I have no problem being upside down, but I haven’t spent nearly enough time performing movements upside down. It felt amazing to scratch the surface at trying to create that new kind of awareness and has made practicing kind of addictive. I had no idea I was about to find an entirely new and fun way to work on my shoulder mobility. The entire workshop paid for itself the first session we used our wrist strap that came in our goodie bag. We did some awesome exercises that opened up my shoulder, deltoid and bicep like nothing else I had tried. It also gives me awesome feedback on how prepared I am for ring and bar work. Similar to gymnastics many of the movements and positions require a strong hollow body and ribs closed position. This is a challenge for me but I am finally able to distinguish the two positions and create more awareness of what each offers. Although break dancing was super fun and badass….the Deflying Fitness sessions were by far my favourite. Andralyn and Duane are pretty much the best people ever. I will definitely be doing handstands and flexibility with them…hopefully soon in Oakville…

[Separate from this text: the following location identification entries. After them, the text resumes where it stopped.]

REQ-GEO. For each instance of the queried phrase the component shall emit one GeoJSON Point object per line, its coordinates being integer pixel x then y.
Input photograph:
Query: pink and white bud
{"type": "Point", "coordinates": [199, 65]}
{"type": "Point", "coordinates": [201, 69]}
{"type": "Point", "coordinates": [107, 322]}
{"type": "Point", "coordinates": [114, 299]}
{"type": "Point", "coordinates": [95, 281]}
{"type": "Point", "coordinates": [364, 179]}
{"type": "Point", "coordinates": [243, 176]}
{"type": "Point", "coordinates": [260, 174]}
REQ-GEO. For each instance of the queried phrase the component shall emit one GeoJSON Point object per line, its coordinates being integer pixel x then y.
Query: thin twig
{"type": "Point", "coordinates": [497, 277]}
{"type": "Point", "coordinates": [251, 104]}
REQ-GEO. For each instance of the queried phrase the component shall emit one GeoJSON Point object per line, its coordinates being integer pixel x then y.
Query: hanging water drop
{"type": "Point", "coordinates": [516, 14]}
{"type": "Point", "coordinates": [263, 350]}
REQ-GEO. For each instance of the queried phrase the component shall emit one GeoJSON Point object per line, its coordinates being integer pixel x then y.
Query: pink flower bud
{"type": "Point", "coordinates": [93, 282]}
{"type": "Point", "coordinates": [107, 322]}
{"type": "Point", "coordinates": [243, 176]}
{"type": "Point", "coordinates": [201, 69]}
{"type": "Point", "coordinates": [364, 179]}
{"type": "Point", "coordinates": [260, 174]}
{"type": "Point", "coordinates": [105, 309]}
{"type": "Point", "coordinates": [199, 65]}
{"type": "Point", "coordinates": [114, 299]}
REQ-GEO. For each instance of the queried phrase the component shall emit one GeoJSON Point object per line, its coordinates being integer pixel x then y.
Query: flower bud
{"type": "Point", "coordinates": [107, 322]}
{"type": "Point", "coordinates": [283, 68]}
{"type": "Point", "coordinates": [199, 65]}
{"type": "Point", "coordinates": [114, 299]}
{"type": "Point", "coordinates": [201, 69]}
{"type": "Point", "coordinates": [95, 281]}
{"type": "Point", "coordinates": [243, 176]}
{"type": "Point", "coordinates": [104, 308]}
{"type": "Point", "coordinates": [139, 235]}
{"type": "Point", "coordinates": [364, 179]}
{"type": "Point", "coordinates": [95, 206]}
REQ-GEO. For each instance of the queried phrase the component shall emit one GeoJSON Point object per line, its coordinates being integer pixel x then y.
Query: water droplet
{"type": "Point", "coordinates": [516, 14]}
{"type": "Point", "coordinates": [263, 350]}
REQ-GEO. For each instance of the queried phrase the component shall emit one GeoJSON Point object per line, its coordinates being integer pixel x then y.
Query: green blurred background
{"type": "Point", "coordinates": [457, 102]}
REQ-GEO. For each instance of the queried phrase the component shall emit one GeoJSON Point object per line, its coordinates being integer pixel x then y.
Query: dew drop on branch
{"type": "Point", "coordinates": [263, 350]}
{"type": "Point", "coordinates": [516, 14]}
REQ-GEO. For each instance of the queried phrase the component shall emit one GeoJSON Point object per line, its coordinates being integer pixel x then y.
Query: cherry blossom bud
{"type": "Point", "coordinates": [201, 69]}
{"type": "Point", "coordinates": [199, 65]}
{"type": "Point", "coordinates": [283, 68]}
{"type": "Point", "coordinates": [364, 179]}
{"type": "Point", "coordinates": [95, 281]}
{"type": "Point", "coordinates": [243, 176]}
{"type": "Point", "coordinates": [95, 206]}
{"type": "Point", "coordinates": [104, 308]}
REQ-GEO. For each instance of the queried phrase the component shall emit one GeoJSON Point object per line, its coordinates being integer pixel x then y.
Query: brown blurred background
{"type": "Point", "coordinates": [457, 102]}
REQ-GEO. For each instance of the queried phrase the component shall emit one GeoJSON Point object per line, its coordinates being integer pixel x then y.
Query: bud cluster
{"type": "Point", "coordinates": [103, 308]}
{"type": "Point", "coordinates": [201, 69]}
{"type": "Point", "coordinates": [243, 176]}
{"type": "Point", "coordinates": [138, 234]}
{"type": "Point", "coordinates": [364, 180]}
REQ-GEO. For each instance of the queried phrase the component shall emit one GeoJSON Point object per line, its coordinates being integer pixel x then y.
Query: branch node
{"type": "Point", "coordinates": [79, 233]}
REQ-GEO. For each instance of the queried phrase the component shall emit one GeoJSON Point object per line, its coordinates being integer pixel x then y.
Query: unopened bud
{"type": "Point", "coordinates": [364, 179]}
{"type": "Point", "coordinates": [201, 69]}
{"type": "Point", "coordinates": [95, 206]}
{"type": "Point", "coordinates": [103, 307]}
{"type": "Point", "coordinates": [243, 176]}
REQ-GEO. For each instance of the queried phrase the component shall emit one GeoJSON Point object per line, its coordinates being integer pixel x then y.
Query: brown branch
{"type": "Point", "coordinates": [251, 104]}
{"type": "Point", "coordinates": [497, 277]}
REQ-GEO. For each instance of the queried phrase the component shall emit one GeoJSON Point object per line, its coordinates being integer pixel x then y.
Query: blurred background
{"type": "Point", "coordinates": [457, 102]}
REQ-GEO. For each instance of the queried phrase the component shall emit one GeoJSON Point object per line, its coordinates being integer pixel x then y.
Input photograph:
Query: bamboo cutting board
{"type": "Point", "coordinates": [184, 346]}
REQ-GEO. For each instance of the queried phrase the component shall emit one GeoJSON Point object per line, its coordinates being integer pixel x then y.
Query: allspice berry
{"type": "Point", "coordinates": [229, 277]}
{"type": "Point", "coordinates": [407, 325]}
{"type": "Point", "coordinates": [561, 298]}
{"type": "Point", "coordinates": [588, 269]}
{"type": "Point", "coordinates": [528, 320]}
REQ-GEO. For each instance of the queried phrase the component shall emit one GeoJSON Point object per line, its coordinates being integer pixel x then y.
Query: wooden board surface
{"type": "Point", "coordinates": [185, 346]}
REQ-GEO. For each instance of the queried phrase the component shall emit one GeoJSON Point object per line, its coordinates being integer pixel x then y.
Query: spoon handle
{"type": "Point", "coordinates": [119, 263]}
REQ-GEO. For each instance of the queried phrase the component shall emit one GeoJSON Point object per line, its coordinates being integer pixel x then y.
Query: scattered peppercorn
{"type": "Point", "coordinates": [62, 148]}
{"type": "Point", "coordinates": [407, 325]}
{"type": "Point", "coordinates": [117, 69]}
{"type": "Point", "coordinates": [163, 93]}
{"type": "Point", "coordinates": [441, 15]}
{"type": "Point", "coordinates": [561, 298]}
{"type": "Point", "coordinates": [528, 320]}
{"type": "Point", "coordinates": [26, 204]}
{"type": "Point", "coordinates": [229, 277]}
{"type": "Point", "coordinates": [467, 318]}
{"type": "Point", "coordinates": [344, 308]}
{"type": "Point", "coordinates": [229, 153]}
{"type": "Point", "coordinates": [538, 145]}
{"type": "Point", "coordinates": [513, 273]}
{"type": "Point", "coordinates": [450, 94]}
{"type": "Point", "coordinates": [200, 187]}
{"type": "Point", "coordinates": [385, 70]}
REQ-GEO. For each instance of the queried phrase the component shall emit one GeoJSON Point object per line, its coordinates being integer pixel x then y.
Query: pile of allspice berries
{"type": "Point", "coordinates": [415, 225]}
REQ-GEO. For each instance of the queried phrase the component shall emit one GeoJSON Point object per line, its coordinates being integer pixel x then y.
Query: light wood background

5. Always Attempt the Impossible
This week I felt the difference my kettlebell sport platform battles have given me in physical preparedness and mental confidence. My body was much better conditioned to participate fully in all of the activities. Olympic lifting was the only activity I was cautious with as I didn’t want to risk an injury. That being said I still worked on my technique and was able to perform numerous repetitions. Anyway…. my point was that if I had tried this week of movement back was I was 35+ lbs heavier it would have sucked. I would have gotten through…but it would have sucked…and just barely in that “sucks so good” kind of way….mostly in the “if you’re lucky you’re just broken down, if you’re unlucky you’re injured”. It reminded me of the 5 day MovNat retreat where I was that heavy and by the last group workout my knee was the size of a grapefruit. I did not miss a beat at the Master’s of Movement week, and I have to say the order of programming was exceptional. The sequencing I’m sure also contributed to how much better I feel compared to what I was expecting. At the end of the week I was more mentally and emotionally tired than physically tired. Despite 5 days of constant activity I was more than ready to get back to training on Monday. Nothing gives me greater satisfaction than doing things I previously thought I couldn’t do. In 5 days I took some risks, tried some new stuff, got uncomfortable, got too comfortable, collected new tools for my training tool box, met awesome people, drank great coffee, and felt super appreciative of my training and hard work….oh yeah, and smiled and laughed lots!!!!